Offensive or just plain boring?
I’m not so much outraged by Joseph Epstein’s recent commentary about Dr Jill Biden, as just plain bored by outdated, sexist rot.
Epstein’s opinion piece referring to Dr Jill Biden as ‘kiddo’ and expressing his view that ‘Dr Jill Biden’ sounds and feels fraudulent, not to say a touch comic,’ is just another mundane example of the overtly sexist commentary high profile women are subjected to. While there are literally thousands of men with similar (exceptional) educational doctoral qualifications that Mr Epstein could have directed his commentary towards, as a woman in the public eye Jill Biden it seems was far too easy a target.
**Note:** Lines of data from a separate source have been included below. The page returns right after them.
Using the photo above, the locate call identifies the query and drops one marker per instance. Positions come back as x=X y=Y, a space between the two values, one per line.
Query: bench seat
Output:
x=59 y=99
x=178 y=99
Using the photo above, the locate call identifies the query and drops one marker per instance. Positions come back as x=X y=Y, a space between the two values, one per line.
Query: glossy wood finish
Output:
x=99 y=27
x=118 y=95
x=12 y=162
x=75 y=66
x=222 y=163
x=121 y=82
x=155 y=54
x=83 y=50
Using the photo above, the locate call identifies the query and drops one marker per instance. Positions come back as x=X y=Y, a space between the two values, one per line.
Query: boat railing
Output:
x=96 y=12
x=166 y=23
And what message does this send our daughters? A very, very mixed one – because from the time they are born our daughters are inundated with a never-ending barrage of messaging telling them that as females, not only can they have it all, but they deserve it all. Anything boys can do they can do too — the messaging states — because girls are as smart, as brave, as capable and as deserving to win the scholarship, to be the CEO, the managing director, the partner of the law firm, the next astronaut to orbit the earth, the leader of the country, or the doctor.
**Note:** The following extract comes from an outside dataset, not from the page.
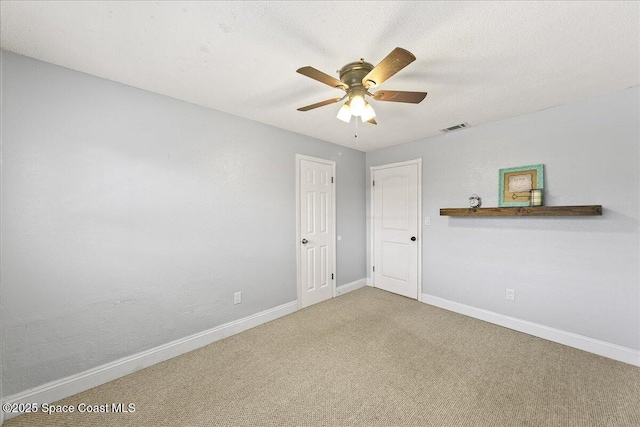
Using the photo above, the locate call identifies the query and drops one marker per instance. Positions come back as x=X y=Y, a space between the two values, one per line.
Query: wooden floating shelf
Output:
x=590 y=210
You want it – they say – then go and get it! Ostensibly, there are no barriers to what women can achieve because all things being equal, we are equal.
And yet, biology (and perhaps misogyny?) got in the way. We have wombs, you see, which means we are the only ones who can grow and spit out the babies. And from the moment that little sprog takes hold, the messaging to young mothers (by both women and men) suddenly changes.
Now, it’s not so much, ‘You can be the CEO’ — it’s more, ‘How long are you going to take off work?’ (Really!? Just six weeks?! Is that all? But how will you bond with the baby?); ‘Breast is best you know — are you planning to breastfeed your baby?’ (Really? You are going to formula feed? Goodness, is that good for the baby’s immune system?); ‘You must be looking forward to having a break from work?’ (Oh, a nanny? I sometimes wonder why some women have children at all!).
This change in messaging is an assault on everything we have been positioned to be and to achieve. We thought we were being judged on our brains, not our breastfeeding boobs. We thought we were admired for our ability to hold our own around the boardroom table, not our ability to set the dinner table.
It’s time to stop mixing the messages. Enough is enough – this lowbrow, shock-jock, headline grabbing drivel is not so much offensive as just plain boring.